Joint inversion

What is inversion?

Geophysicists collect data usually on or above the surface of the Earth in order to understand the subsurface structures, compositions and dynamics. An important component of interpreting geophysical data is to create a good image of the Earth through a mathematical process called 'inversion'. Mathematically, geophysical inversion works in much the same way as medical imaging.

However, inversion of geophysical data is highly non-unique and ill-posed. Non-uniqueness means that there are an infinite number of models that can fit the measured data (to their error levels). Ill-posedness means that inversion is an unstable process, where small perturbations in the measured data (e.g., measurement errors and noise) could result in large variations of the resulting models. Therefore, ever since geophysicists started using inversion in their work, many research efforts have been devoted to address these two problems.

In general, there are two ways of dealing with the above-mentioned problems.

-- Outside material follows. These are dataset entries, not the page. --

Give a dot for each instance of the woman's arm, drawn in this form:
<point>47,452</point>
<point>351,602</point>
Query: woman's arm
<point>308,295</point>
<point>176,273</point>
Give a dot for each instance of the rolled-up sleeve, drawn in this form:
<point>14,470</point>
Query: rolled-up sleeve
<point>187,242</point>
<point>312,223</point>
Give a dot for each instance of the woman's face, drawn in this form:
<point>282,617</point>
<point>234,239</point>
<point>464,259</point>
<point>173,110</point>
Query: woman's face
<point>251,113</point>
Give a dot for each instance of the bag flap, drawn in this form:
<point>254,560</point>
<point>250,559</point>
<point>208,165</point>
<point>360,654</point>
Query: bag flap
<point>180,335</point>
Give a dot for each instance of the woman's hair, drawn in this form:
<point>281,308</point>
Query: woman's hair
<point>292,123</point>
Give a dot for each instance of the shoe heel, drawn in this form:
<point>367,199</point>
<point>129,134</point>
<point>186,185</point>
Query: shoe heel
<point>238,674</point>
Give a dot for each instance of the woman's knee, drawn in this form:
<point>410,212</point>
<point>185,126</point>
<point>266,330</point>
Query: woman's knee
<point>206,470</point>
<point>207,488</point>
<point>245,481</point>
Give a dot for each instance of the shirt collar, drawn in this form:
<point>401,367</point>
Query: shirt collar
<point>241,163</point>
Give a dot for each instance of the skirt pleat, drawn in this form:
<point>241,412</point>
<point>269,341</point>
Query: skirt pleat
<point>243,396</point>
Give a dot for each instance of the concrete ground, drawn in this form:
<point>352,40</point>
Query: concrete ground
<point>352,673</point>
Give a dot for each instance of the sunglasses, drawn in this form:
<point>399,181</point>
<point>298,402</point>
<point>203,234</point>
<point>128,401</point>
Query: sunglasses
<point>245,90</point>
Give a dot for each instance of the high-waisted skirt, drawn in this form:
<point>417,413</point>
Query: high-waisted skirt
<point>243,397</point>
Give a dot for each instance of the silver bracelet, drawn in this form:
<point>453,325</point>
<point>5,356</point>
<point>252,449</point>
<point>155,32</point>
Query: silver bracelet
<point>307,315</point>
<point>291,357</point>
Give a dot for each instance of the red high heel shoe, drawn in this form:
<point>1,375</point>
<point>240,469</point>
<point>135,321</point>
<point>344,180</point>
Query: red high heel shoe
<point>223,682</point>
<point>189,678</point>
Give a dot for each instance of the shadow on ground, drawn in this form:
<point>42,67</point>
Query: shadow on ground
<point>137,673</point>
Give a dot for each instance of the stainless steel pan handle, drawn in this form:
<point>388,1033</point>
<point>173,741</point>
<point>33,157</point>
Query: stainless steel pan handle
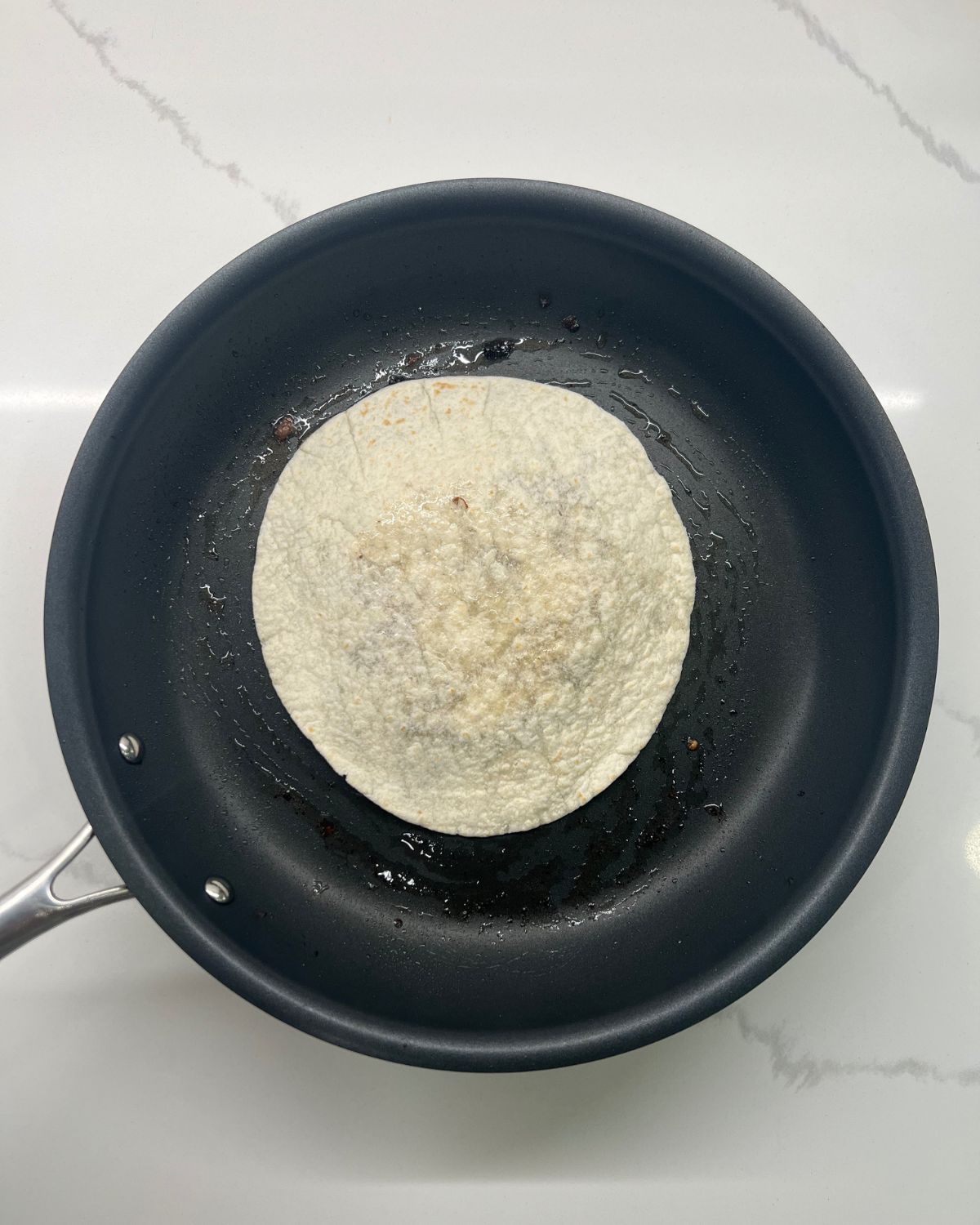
<point>32,906</point>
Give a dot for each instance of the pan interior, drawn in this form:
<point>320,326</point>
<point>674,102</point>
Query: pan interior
<point>693,852</point>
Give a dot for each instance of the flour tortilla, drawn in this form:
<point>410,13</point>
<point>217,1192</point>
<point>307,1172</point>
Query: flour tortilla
<point>474,595</point>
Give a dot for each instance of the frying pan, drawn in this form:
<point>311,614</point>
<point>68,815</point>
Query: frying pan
<point>701,870</point>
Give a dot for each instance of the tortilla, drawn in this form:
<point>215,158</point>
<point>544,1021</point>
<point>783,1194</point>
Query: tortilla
<point>474,597</point>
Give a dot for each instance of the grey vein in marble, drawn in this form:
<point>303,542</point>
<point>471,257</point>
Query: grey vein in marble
<point>808,1071</point>
<point>941,151</point>
<point>284,208</point>
<point>968,720</point>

One is to impose as much prior information/constraints as possible to an inversion so that the resulting model not only reproduces the measured geophysical data but also complies with all the prior information/constraints (e.g., the measured dip, specified ranges of inverted values, etc). In literature, this type of inversions is called 'geologically constrained inversion'. The greatest challenge for this type of inversion arises from the less-recognized fact that incorporating prior geological information into inversion is mathematically very challenging. Sometimes, it may seem deceptively simple. For example, assuming that from density measurements on rock samples, we know that the density values that the rocks in our study area can only assume two values: 2.45 g/cc and 2.57 g/cc. Now, the questions is, how can we constrain our gravity inversion in such a way that, after inversion is completed, the recovered densities only show these two values? This idea dates back to at least 1990s (even earlier). However, in the geophysical community, a good solution did not exist until 2010s. One of my contributions to this area of study is to solve this problem by combining the classical Tikhonov regularized inversion formalism with fuzzy c-means clustering.

What is joint inversion?

A second strategy is to invert multiple types of geophysical data in a unified framework so that the resulting models are mutually consistent and satisfy all the geophysical measurements. The basic assumption or philosophy is that a model that is consistent with multiple geophysical data types is more trustworthy than a model consistent with only one type of geophysical data. A good example that employs the same idea (but does not fall into the category of joint inversion) is the gravity modeling that is typically done in oil and gas industry with seismic constraints. Gravity modeling without seismic constraints is simply meaningless when it comes to hydrocarbon exploration.

An essential component of joint inversion is to design a coupling strategy so that the exchange of either structural or physical information (or both) can happen between, say, a density model and a velocity model. Without such a coupling strategy, no exchange of information would happen. Then, it reduces to separate inversions where inversion of gravity data is completely independent of inversion of, say, seismic data.

There are generally two types of coupling strategies.

One strategy is to promote structural similarity between two different physical property models. The basic assumption is that, the geology in a study area is unique, and thus, we expect a certain degree of structural similarity between, say, density and velocity models. The research questions for this structure-based coupling strategy are: (1) how to define structures? and (2) how to quantify the similarity (or equivalently, differences) between two models? Different answers to these two questions would result in different structural similarity measures and joint inversion algorithms. The most popular structural similarity measure so far has been the cross-gradients proposed by Gallardo and Meju in 2003. The cross-gradients method uses gradient (i.e., first order derivative) to define structures, and uses the cross product of the two model gradients as a measure of structural similarity at any location in a model.

Another coupling strategy is based on the observation that physical properties are usually correlated. For example, many lab measurements have shown that there is a linear relationship between density and velocity. It is, therefore, natural and logical to expect inversions to be able to reproduce such a linear relationship among the inverted density and velocity values. The basic idea for the second type of coupling strategy is to assume some kind of relationships existing between physical properties and to constrain inversion in such a way that these relationships are reproduced among inverted values.

In literature, joint inversion based on structural similarity measures is typically termed structure-based joint inversion, and joint inversion based on physical property correlations is termed petrophysics-based joint inversion.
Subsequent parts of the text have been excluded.